Despite a strong start in the first quarter to recover from the overall market’s year-end jitters last December, the marijuana sector as measured by the Alternative Harvest MJ ETF (MJ) has trailed the 27% annual return posted by the S&P 500 since July. The marijuana-focused ETF is now pacing to close 2019 about 35% in the red.

Out of the 10 largest publicly traded cannabis companies, only one — Massachusetts-based Curaleaf (CRLF) — is slated to end 2019 in positive territory, gaining 6% as of mid-December. And even the man at the helm of that company, Curaleaf CEO Joe Lusardi, defended the overall sector in November, noting that stock performance and underlying fundamentals don’t always move in lockstep. “The equity markets aren’t always necessarily correlated to the underlying business,” he said.

That may be true, but if 2018 was a year in which irrational excitement perhaps pushed cannabis valuations above fair value and 2019 was the year things came back down to earth, is 2020 shaping up to be another strong year for the sector?

The answer might depend on some crucial regulatory votes — from who wins the presidency, to more states legalizing marijuana, to whether Congress decides to finally advance landmark marijuana legislation that now hangs in the balance.

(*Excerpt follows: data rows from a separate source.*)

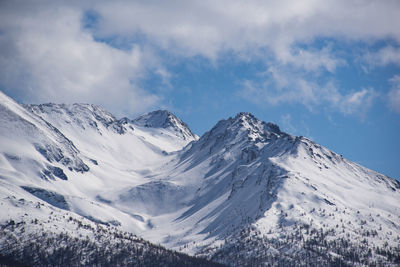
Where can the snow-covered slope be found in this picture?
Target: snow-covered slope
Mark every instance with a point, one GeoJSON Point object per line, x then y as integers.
{"type": "Point", "coordinates": [243, 194]}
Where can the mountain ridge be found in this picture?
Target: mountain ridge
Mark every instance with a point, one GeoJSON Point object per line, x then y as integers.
{"type": "Point", "coordinates": [243, 181]}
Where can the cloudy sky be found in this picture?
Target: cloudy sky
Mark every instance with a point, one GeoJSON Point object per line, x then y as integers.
{"type": "Point", "coordinates": [328, 70]}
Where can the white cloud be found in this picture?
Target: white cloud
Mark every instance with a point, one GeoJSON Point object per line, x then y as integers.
{"type": "Point", "coordinates": [384, 56]}
{"type": "Point", "coordinates": [394, 94]}
{"type": "Point", "coordinates": [47, 55]}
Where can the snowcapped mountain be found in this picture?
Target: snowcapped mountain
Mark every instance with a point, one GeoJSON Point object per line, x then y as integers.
{"type": "Point", "coordinates": [244, 193]}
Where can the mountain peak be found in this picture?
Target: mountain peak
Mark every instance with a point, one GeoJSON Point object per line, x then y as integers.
{"type": "Point", "coordinates": [166, 120]}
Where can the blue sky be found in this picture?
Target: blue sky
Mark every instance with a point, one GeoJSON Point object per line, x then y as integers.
{"type": "Point", "coordinates": [328, 70]}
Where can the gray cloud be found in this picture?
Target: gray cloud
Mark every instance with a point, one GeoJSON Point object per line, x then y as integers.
{"type": "Point", "coordinates": [48, 55]}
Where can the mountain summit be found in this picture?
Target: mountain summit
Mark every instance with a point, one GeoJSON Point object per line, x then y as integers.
{"type": "Point", "coordinates": [243, 194]}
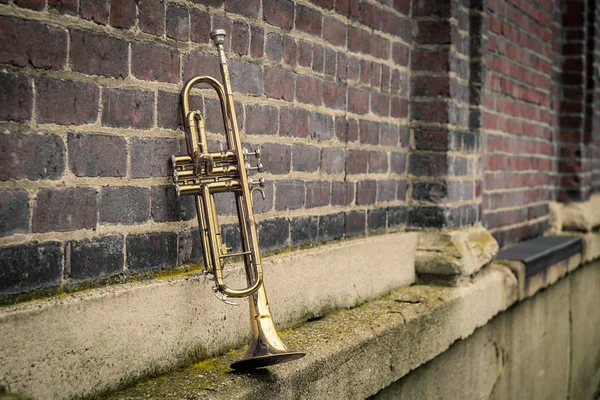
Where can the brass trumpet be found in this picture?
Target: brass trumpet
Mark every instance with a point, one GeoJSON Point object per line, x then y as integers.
{"type": "Point", "coordinates": [202, 174]}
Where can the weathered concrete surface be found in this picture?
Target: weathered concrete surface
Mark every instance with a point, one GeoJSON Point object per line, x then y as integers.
{"type": "Point", "coordinates": [94, 341]}
{"type": "Point", "coordinates": [543, 348]}
{"type": "Point", "coordinates": [583, 217]}
{"type": "Point", "coordinates": [460, 252]}
{"type": "Point", "coordinates": [351, 354]}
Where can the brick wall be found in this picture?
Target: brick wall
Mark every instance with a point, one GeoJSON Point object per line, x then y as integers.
{"type": "Point", "coordinates": [519, 164]}
{"type": "Point", "coordinates": [90, 116]}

“That’s really the big wildcard as we head into 2020,” CFRA analyst Garrett Nelson tells Yahoo Finance, highlighting a nearly 20% rally in weed stocks after the first-ever bill set to legalize marijuana at a federal level advanced out of the House Judiciary Committee this November. The bill, the so-called MORE Act which also looks to address certain criminal justice reform issues, has yet to be approved by the U.S. House of Representatives, but another, the Safe Banking Act, which would allow legal cannabis companies to work with banks, now just awaits Senate approval after overwhelmingly passing the House.

Illinois became the 11th U.S. state to legalize recreational marijuana on Tuesday.
Illinois became the 11th U.S. state to legalize recreational marijuana in June.

Legalizing marijuana

Then there is the presidency. As President Trump battles for re-election, it’s worth noting that all of the major Democratic candidates, with the exception of former Vice President Joe Biden, have supported legalizing marijuana if they are elected. During the latest Democratic debate, Senator Corey Booker joked that he thought Biden was high when he said he wouldn’t support federal legalization. The next day, the Alternative Harvest MJ ETF enjoyed its greatest single-day gain since its inception.